You can probably hear it, though. Especially if I'm nervous or bored. I have a habit of taking the fingernail of my left pointer finger and flicking the belly ring back and forth from outside of my shirt. It makes a satisfying clicking noise, like I'm sending some kind of Morse code message. It's the grown-up version of having a favorite corner of a blanky to rub when tired. This alone was worth getting the piercing so many years ago.
Even the Dead Kennedy-listening, leather jacket-wearing, beer for breakfast-drinking, two pack a day-smoking, combat boot-wearing, bong-making, old lady-scaring, high school dropouts that I found myself socializing with didn't have piercings. It just wasn't something people really did. Tattoos, though, were another thing.

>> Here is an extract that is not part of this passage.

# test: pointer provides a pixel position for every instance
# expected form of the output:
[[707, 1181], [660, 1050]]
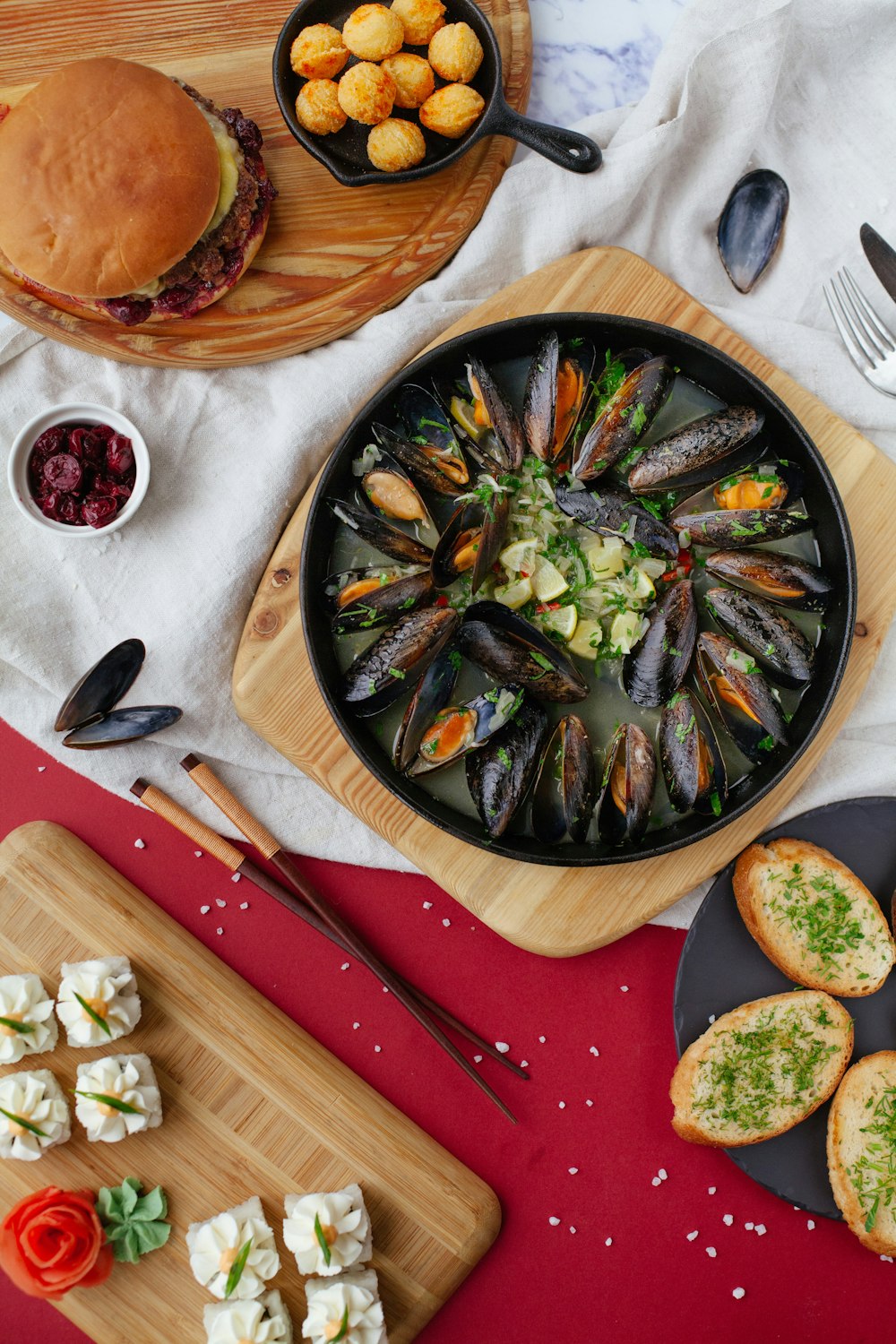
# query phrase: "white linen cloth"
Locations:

Funny thing is I find myself, for the first time in my life, wanting to commemorate this moment with a tattoo. This moment of unknowing. This moment of I-thought-I-knew-how-things-would-be-in-my-life and-they're-not-like-that. At all." This I-thought-I'd-be-married-at-38-and-instead-I'm twice-divorced moment. This I-thought-I'd-have-kids-and-it's-possible-that's-not-in-the-cards-for-me moment. This maybe-my-life-is-unfolding-in-a-beautiful-way-that-I-could-not-have-ever-imagined moment. This open-to-the-possibilities moment. This moment of not looking "out there" to fill what's "in here."

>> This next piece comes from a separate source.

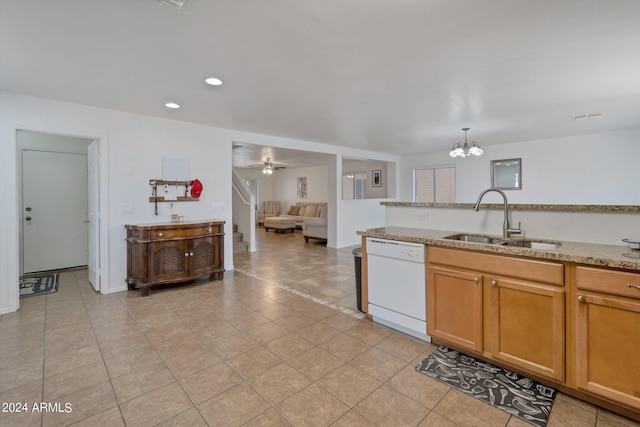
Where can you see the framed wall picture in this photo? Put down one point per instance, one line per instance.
(302, 187)
(377, 178)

Contrary to my nature, I haven't run out and branded myself after pounding some Starbucks and slipping a $20 to a local tattoo artist wannabe. I'm sitting with it for a bit. But, I feel it coming.
And, true- I could be 50, 60, 70 years old and look down at that marking on my body and think, "What in God's name was I thinking?" Or I could look at it and think, "You're a funny, kid...kid. You wondered how life would turn out. And look at how it did. Pretty amazing, huh?"